Automotive magazines such as Motor Trend have been going gaga over the Chevrolet Volt, GM’s electric hybrid car – announcing the Volt has won its 2011 Car of the Year award. With even the military looking to invest in electric and hybrid vehicles, it’s a trend that is here to stay.
“The Volt absolutely delivers on the promise of the vehicle concept as originally outlined by GM, combining the smooth, silent, efficient, low-emissions capability of an electric motor with the range and flexibility of an internal combustion engine,” said Angus MacKenzie, editor-in-chief of Motor Trend. “It is a fully functional, no-compromise compact automobile that offers consumers real benefits in terms of lower running costs.”
However, some reviews of the car have been less than glowing, with many questioning the car’s $40,000-plus retail value. The good news is that consumers can apply for a $7,500 federal tax grant to buy the vehicle, but even including the credit other hybrid cars sell for less.
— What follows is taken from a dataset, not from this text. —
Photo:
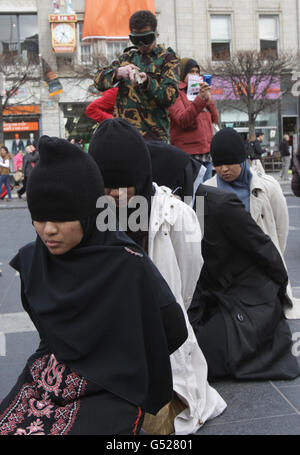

In addition, the Volt can only drive 25-50 miles in electric-only mode before switching to gasoline power, meaning that those who drive more than 25 miles will need to fill up more often.
Edmunds calculated a monthly fuel cost of only $54 for the Volt, considering an average monthly mileage of 1,250. Despite the Volt’s price tag, it is the first of a breed, suggesting later models might cost less. Besides, the gas savings are significant – and in a recessionary economy, every dollar counts.